Als gedeputeerde van mobiliteit heb ik de motie mee opgesteld. Op 1 juli hield ik al een West-Vlaams treinpleidooi op de NMBS-roadshow. Toen stelde de vervoersmaatschappij een aantal werk- en denkpistes voor zoals het invoeren van halfuurdiensten vanuit Kortrijk naar Poperinge en Brussel of vanuit Brugge naar Gent. De NMBS onderzoekt ook of een verhoging van amplitudes kan doorgevoerd worden.

Even een bedenking over de terminologie. Frequentie en amplitude: het zijn termen die ik associeer met trillingen en metingen. Spoortrillingen en de invloed daarvan op nabijgelegen huizen, … In deze vervoersplan-context betekent een ‘verhoging van amplitudes’ zoveel als het langer laten duren van een treindag: vroeger starten in de ochtend en later in de avond eindigen. En in die context kan ik alleen maar voorstander zijn van een hogere amplitude!

De motie die we hebben uitgewerkt, telt dertien punten. Het zijn dertien ambitieuze insteken voor een beter, sneller en meer comfortabel treinverkeer in West-Vlaanderen. En we moeten hier ambitieus zijn, want we willen niet dat het verkeer straks ook in West-Vlaanderen massaal stilstaat. De steeds langer wordende files tussen Brugge en Kortrijk illustreren dat het al vijf voor twaalf is.

Onze wensen zijn gebaseerd op de reële verzuchtingen van zowel de occasionele treinreiziger als de doorgewinterde pendelaar. Zo is iedereen gebaat bij stations die beter toegankelijk zijn. Denk maar aan de aanwezigheid van een veilige fietsenstalling, verhoogde perrons of een roltrap die altijd werkt. De platforms mogen ook wat meer comfort bieden dan dat ene bankje in de wind. Ik stel het wat extreem, maar ik denk niet dat we mensen kunnen overtuigen om de trein te nemen als station en omgeving op zich al niet veilig en comfortabel aanvoelen.

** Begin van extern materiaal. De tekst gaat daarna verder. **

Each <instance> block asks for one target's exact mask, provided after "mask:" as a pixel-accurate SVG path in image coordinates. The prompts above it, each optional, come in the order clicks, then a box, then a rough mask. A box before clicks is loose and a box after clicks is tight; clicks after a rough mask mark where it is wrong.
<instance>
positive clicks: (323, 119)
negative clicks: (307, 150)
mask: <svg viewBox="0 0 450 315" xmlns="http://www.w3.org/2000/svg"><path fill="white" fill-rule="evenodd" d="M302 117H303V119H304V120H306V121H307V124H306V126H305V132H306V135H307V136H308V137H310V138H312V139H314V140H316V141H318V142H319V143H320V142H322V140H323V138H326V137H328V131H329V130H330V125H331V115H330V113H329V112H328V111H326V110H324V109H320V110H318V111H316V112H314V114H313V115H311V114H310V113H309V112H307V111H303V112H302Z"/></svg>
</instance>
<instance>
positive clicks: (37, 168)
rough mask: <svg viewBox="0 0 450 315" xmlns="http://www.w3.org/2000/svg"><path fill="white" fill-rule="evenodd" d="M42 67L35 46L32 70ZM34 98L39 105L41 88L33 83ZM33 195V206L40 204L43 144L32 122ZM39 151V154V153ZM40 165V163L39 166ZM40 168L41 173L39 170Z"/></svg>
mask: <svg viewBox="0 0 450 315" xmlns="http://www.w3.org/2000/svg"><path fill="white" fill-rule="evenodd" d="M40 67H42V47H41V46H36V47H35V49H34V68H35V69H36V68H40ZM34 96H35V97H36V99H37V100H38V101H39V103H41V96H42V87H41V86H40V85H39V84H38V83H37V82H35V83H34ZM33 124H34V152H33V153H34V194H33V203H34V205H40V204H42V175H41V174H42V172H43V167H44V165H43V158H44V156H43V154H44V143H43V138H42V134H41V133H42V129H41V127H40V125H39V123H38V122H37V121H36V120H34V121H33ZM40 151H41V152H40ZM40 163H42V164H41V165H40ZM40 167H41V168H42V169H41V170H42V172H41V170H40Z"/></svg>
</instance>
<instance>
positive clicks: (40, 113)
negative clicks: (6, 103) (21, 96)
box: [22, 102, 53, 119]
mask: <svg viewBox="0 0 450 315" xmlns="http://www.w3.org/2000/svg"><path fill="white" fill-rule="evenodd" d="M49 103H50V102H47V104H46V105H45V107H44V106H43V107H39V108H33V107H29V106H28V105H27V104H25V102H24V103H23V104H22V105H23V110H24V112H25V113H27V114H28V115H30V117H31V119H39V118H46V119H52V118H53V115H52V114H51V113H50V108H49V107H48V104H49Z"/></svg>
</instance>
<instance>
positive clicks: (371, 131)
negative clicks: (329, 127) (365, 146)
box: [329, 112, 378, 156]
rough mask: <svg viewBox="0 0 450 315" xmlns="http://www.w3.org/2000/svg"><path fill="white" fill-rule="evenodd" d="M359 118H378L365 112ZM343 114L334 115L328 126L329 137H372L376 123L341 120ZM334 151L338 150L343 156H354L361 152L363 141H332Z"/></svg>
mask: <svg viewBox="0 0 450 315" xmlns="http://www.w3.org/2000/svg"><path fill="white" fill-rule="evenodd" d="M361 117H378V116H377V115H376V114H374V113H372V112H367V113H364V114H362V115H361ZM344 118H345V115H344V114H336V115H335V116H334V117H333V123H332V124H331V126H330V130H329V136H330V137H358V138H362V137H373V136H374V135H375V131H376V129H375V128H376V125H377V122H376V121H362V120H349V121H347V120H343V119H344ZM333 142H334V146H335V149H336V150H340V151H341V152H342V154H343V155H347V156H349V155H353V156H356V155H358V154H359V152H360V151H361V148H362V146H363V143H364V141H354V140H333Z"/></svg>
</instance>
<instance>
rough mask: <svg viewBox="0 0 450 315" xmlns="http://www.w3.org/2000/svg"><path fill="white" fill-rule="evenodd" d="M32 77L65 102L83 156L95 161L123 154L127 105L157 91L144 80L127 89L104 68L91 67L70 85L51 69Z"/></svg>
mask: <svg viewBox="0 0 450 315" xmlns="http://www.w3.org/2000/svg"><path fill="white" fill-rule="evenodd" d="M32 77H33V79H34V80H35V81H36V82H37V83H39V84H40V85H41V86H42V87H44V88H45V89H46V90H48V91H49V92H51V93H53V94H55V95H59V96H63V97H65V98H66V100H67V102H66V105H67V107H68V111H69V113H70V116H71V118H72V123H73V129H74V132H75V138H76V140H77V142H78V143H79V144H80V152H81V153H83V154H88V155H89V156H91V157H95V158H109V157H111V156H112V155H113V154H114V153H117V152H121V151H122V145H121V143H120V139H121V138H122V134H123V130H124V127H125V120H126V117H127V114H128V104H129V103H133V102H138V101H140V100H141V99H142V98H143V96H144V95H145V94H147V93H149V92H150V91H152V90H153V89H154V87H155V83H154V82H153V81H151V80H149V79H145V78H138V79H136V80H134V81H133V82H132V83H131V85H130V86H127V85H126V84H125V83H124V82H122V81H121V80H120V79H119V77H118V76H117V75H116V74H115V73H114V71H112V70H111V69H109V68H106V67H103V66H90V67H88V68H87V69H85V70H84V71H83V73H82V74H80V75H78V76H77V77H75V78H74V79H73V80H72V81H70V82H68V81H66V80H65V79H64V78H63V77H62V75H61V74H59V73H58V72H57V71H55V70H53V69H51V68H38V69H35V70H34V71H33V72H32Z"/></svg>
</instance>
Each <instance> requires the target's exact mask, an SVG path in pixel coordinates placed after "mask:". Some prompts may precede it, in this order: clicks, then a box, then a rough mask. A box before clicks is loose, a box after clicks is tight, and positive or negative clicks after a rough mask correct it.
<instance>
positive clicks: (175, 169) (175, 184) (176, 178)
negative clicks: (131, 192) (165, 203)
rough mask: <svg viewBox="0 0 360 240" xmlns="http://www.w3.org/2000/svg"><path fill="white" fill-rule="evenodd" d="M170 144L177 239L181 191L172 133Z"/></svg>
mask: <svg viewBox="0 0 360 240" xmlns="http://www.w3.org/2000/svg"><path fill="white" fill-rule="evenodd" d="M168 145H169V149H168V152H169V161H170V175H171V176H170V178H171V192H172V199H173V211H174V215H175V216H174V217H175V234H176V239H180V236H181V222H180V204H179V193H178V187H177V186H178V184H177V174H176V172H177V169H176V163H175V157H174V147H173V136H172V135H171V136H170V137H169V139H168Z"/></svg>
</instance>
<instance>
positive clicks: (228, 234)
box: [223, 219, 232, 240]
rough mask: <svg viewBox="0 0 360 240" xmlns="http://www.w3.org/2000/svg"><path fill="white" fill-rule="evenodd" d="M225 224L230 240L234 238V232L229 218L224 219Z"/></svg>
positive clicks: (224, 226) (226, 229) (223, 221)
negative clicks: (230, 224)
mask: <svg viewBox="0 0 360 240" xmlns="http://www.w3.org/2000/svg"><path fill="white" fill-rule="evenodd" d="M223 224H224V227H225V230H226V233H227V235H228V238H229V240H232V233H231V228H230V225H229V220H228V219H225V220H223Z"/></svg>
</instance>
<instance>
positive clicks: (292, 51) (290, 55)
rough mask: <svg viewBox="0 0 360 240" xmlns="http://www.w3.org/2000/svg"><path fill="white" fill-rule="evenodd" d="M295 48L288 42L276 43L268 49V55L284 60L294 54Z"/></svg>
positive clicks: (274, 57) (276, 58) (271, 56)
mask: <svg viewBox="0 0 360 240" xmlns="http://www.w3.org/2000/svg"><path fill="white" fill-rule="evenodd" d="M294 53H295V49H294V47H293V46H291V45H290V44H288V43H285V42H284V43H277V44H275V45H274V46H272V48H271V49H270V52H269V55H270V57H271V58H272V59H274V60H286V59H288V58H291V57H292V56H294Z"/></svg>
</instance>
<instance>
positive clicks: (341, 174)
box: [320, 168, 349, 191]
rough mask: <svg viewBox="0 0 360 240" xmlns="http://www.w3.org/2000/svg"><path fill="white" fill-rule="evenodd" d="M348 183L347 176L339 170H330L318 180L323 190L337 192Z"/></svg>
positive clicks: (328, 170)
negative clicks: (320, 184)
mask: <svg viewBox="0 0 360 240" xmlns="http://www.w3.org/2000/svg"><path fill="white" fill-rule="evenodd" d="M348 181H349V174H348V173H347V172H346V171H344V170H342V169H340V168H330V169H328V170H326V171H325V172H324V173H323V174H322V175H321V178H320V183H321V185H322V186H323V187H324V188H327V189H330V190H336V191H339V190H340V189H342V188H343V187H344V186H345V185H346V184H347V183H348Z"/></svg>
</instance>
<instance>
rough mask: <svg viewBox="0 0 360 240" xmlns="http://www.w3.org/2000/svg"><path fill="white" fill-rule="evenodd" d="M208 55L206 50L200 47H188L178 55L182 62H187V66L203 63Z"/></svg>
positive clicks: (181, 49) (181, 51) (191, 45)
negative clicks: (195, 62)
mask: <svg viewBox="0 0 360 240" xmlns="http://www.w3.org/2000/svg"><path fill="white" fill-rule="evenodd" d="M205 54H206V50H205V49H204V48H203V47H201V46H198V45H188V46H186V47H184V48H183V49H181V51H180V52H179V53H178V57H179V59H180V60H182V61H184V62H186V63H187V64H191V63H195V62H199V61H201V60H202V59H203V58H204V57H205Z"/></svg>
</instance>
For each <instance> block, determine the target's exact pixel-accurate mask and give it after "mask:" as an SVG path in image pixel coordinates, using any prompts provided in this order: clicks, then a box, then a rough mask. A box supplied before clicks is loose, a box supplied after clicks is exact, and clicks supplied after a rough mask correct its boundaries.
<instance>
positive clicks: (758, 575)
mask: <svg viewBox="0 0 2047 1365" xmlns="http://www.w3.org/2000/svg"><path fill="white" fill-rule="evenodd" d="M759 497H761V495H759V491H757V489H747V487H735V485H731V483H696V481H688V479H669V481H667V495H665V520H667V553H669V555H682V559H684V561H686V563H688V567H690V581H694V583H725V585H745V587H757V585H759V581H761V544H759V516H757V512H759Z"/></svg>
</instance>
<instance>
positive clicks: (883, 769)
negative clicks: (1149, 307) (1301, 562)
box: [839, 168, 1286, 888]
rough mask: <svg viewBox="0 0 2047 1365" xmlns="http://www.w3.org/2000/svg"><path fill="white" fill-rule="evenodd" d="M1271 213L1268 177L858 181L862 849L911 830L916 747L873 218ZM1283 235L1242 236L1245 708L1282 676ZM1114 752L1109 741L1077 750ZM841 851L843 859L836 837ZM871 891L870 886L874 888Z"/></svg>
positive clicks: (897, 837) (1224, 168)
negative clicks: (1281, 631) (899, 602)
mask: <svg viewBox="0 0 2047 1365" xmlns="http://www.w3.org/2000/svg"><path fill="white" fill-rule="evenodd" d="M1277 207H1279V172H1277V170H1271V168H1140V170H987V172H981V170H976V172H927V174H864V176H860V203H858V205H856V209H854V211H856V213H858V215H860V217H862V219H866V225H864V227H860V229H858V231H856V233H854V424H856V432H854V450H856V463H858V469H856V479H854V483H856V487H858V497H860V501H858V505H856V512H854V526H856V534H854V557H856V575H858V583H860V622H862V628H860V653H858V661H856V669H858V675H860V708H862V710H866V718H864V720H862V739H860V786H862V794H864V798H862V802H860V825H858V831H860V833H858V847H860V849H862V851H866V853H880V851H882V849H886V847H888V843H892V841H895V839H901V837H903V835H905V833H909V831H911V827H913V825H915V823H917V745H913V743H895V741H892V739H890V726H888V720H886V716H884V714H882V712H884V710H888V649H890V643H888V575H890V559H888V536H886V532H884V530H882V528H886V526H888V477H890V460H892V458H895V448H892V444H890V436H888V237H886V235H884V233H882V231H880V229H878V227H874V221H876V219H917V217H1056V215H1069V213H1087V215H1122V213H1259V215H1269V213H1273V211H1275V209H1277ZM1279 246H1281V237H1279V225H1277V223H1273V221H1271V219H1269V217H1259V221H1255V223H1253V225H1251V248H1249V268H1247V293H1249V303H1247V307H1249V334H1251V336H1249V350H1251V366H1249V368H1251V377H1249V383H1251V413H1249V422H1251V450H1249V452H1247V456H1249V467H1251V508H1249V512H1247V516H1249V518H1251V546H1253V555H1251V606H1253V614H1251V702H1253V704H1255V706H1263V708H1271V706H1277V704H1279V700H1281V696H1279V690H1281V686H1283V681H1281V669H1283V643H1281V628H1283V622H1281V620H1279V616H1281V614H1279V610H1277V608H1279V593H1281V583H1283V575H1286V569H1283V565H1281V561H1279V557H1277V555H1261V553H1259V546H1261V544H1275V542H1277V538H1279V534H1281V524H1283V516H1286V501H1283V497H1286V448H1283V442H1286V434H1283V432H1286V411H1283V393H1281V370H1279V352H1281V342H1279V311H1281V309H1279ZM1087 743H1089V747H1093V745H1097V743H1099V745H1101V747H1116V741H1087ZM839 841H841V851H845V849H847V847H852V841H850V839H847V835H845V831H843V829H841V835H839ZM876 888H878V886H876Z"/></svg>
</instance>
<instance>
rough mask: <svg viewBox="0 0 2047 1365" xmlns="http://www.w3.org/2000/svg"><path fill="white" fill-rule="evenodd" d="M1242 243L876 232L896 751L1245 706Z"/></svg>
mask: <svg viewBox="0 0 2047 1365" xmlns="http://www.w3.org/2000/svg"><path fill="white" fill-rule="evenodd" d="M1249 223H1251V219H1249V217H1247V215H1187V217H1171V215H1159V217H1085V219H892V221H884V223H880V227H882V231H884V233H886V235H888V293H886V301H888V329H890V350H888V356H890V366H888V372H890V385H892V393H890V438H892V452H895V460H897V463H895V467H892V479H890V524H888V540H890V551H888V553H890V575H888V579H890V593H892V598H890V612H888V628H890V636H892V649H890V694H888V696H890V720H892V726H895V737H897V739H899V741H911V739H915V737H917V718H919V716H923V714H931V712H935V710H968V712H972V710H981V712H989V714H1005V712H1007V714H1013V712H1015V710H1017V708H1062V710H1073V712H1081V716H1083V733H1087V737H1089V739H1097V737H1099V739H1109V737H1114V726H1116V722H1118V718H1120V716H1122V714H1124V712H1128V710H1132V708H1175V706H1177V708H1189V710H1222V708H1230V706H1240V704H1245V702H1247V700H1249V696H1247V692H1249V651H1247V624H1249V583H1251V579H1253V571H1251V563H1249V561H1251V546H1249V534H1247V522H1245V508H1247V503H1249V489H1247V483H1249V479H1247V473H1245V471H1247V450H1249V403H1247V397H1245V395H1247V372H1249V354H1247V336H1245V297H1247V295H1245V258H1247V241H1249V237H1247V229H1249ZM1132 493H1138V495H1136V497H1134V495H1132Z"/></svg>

Tweede globaal actiepunt – maar even prioritair – is de frequentie van de treinen. Vier treinen per uur vanuit onze centrumsteden naar de Vlaamse Ruit (Gent-Antwerpen-Brussel) is een minimum. Tijdens de piekuren mogen er nog wat snelle én rechtstreekse treinen extra worden ingelegd. En ook onderling zouden de West-Vlaamse stations en hun centrumsteden beter verbonden kunnen zijn. Wat te denken van twee treinen per uur?

Ik kijk hoopvol uit – in deze tijd van het jaar mag dat – naar het nieuwe vervoersplan 2020-2023. Ik vertrouw er ook op dat de NMBS en De Lijn tegen dan hun dienstregeling beter op elkaar afgestemd hebben. Voor alle zekerheid: die afstemming is ook een van de dertien punten in onze motie! En als alles volgens plan verloopt, dan kunnen we eindelijk ook die allesomvattende mobiliteitsapp downloaden.

Stel je voor: je hoeft enkel nog de plaats van vertrek en van bestemming in te typen en je krijgt meteen een mooi logisch-chronologisch overzicht van de beschikbare vervoersmodi: van fiets, over trein, tot deelauto of bus. De technologie voor zo een app is er en wordt al toegepast in Nederland. De OV-chipkaart is er een groot succes. Het is een uitdaging om dit ook voor (West-)Vlaanderen te realiseren.